Geçen yıl Google’da bu başlığı yazıp cevap arıyordum. Çünkü Tuna’da sadece benim fark ettiğim bir hece tekrarlama durumu vardı. Okuduğum yazılardan şöyle çıkarımlar yapmıştım.

-Konuşmadaki bu problem altı ayı geçtiyse bir uzmanla görüşün.

-Yeni kardeşi olan çocuklarda görülebilir.

-Psikolojik sebepleri vardır.

-Kalıcı kekemelik belirtileri bu yaşta başlayabilir.

iki-dil-konusan-cocuklarİyiden iyiye Tuna’nın kardeşi olduğu için çok dertli olduğunu, içine attığını filan düşünmeye başlamıştım. Halbuki hiç öyle bir şey hissetmiyordum. Aralarındaki iletişim de çok iyiydi. “Ama demek çok içine atıyormuş, tüh,” şeklinde bana ait olmayan bir ses eşlik ediyordu bu hislere. Sonunda bu işin internetten okuduklarımla çözülmeyeceğini fark edip bir uzmanla, yani konuşma terapisti dediğimiz kişiyle görüşmeye karar verdim. Hayatımın en önemli kararlarından biriymiş, bilmiyordum.

Konuşma terapisti, daha doğrusu terapist dediğimizde bu işe dünya kadar zaman ve para harcayacağımızı düşünerek çekimser davranıyoruz genelde. Bende böyle bir önyargı vardı en azından. Doktorumuzla görüşmemiz bittiğinde ne kadar yanıldığımı anladım. Konuşma terapistimiz 1 (yanlış okumadınız, bir) görüşmede Tuna’nın konuşma problemini çözdü. Sihirli değnek mi? Neredeyse. Çünkü benim kekemelikle ilgili bildiklerimin ne kadar yanlış olduğunu göstermiş oldu (Aynı zamanda internetin de bu konuda ne kadar yetersiz ve yanıltıcı olduğunu).

Kekemelik ya da diğer konuşma problemleri fiziksel bir gelişim farklılığıyla başlıyor, zamanla dış etkenler işin içine girdikçe psikolojik bir hale geliyormuş. Biz henüz başlangıç seviyesinde olduğumuzdan, doktorumuz bu durumu “Konuşmasındaki zorlanmayı kimler fark ediyor?” sorusuyla derecelendirdi, işimiz kolaydı.

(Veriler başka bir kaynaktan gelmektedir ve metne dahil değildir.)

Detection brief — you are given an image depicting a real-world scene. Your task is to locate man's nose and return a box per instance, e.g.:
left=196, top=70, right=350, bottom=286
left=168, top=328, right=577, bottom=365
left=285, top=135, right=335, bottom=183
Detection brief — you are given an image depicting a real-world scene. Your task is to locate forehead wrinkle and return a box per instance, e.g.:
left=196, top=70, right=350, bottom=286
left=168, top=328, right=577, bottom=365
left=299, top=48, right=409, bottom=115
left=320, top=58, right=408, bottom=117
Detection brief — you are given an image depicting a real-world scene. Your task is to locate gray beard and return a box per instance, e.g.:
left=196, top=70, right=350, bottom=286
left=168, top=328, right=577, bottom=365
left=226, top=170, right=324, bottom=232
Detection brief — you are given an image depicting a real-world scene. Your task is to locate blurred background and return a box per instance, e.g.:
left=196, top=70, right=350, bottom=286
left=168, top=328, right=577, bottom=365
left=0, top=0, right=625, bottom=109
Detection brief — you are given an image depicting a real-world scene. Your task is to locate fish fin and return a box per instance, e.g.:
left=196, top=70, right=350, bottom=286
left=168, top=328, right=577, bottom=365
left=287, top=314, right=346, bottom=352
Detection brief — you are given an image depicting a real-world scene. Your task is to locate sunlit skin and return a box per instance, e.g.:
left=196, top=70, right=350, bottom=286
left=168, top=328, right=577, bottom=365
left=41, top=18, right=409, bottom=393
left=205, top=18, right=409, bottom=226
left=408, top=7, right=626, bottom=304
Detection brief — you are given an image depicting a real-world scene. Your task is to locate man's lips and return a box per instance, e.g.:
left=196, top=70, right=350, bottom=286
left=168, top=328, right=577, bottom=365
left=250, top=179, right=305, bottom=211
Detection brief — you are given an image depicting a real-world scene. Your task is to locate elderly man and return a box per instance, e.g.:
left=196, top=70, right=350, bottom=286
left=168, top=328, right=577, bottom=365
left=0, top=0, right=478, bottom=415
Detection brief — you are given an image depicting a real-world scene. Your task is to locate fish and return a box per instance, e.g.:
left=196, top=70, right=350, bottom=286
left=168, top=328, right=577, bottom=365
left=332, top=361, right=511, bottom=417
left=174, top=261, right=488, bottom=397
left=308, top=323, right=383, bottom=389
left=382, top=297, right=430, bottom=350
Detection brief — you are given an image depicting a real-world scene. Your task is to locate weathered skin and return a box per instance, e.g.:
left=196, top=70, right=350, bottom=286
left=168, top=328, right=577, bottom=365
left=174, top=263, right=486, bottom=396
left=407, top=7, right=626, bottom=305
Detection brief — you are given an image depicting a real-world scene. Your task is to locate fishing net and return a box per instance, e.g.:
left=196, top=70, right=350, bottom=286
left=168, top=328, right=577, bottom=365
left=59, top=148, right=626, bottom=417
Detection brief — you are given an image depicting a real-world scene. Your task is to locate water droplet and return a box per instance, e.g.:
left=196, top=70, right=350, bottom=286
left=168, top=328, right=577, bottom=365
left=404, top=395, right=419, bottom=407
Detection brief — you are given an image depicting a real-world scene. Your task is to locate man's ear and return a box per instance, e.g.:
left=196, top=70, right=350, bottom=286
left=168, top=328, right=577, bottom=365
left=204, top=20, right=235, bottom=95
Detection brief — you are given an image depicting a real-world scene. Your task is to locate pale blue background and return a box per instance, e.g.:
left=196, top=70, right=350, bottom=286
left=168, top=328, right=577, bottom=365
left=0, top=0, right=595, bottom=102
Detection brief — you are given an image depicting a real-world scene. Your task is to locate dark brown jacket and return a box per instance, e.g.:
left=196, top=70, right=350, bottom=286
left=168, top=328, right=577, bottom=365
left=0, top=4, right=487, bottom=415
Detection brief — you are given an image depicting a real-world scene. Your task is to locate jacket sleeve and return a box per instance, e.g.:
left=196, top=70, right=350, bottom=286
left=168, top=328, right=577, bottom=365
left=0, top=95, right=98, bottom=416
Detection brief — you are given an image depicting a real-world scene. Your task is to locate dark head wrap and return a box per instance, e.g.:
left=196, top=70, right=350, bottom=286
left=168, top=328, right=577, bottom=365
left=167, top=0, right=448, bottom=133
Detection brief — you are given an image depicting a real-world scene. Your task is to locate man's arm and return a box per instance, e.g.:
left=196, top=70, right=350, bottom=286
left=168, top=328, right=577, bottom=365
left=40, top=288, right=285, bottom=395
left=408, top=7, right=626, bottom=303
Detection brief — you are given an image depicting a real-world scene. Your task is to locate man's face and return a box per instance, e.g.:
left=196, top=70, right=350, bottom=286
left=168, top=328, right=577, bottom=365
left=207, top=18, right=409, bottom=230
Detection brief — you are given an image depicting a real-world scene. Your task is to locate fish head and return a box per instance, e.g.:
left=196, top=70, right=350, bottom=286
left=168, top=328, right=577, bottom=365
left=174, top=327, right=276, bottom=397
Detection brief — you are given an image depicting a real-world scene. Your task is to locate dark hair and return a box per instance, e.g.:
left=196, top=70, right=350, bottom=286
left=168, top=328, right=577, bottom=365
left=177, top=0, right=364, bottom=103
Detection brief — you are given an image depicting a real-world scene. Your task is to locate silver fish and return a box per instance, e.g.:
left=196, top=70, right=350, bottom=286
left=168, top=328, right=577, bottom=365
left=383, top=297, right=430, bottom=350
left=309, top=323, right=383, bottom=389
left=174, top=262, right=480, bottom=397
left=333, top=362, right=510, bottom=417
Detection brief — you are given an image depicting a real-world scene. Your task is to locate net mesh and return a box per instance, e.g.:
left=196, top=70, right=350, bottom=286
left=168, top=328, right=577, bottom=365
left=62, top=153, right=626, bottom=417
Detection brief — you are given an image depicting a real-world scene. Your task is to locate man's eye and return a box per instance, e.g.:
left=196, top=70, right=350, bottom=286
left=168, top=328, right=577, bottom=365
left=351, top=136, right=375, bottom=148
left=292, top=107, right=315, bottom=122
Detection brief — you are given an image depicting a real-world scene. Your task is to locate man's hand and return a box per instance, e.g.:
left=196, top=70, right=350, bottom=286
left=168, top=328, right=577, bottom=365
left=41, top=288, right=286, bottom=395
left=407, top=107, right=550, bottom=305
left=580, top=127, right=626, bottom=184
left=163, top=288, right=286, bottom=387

Gelişim farklılığı kısmını biraz açmak isterim. Mesela Tuna’daki durum beynin, konuşmayı sağlayan kaslardan daha hızlı gelişmiş olması ve kafasında kurduklarının henüz cümlelere dönüşmek için yeterli altyapıyla karşılanmamasıydı.

Nasıl bir yol izledik? Doktorumuz bize 3 ay süre verdi. Bu sürede Tuna’ya arka arkaya sorular sormayacaktık. Evdeki yaşantıyı biraz yavaşlatacaktık. Tuna konuşurken onun gözlerinin içine bakıp, cümlesini bitirene kadar göz temasını kesmeyecektik. Tuna’nın cümlelerini biz tamamlamayacaktık. Takıldığında herhangi bir tepki vermeyecek, yokmuş gibi davranacaktık. Dedim ya, henüz bu sorunu başında yakaladığımız için şanslıydık. Tuna’nın kendine güveninde herhangi bir örselenme oluşmamıştı.

Çocuklar konuşmaya çalışırken eğer biz onların lafını tamamlamaya kalkarsak ne oluyor peki?

-Beyin ve konuşma kasları arasındaki bu iletim anına sekte vurmuş oluyoruz.

-İyi konuşamadığı mesajını vermiş oluyoruz.

-Konuşmasıyla ilgili güvensizlik oluşturmasına sebep oluyoruz.

Halbuki onlar kafasında kurduğu cümleyi dile getimeye çalışırken tıpkı adım atmaya çalışan bir bebek gibiler. Bazen sendeliyorlar, bazen düşüyorlar. Çok müdahale edersek geç yürüyebiliyorlar.

Biz doktorumuzun dediklerini yaptık, 2. ayda hece tekrarları çok azalmıştı ve 3. ayda tamamen kayboldu. Ama hala bazı cümlelerde durup, düşünüp öyle devam edebiliyordu. Şimdi aradan epey zaman geçti ve görüyorum ki Tuna uzun cümlelerle konuşmayı seviyor. Aslında hep bu cümlelere ulaşmak için çabalıyormuş. “Anne, bugün okulda fazla oyuncak almanın iyi olmadığını öğrendim ve aslında paramızı boşa harcıyor olabiliriz ve tutumluluk yapmıyor olabiliriz diye düşündüm.”

Eğer siz de çocuğunuzun konuşmasında problem olduğunu düşünüyorsanız mutlaka uzmanına gidin. Bu yazıyı kekemelik sorununa çözüm olması için değil, bu durumda doğru bilgilere ulaşmanın zor olabileceğini belirtmek için yazdım.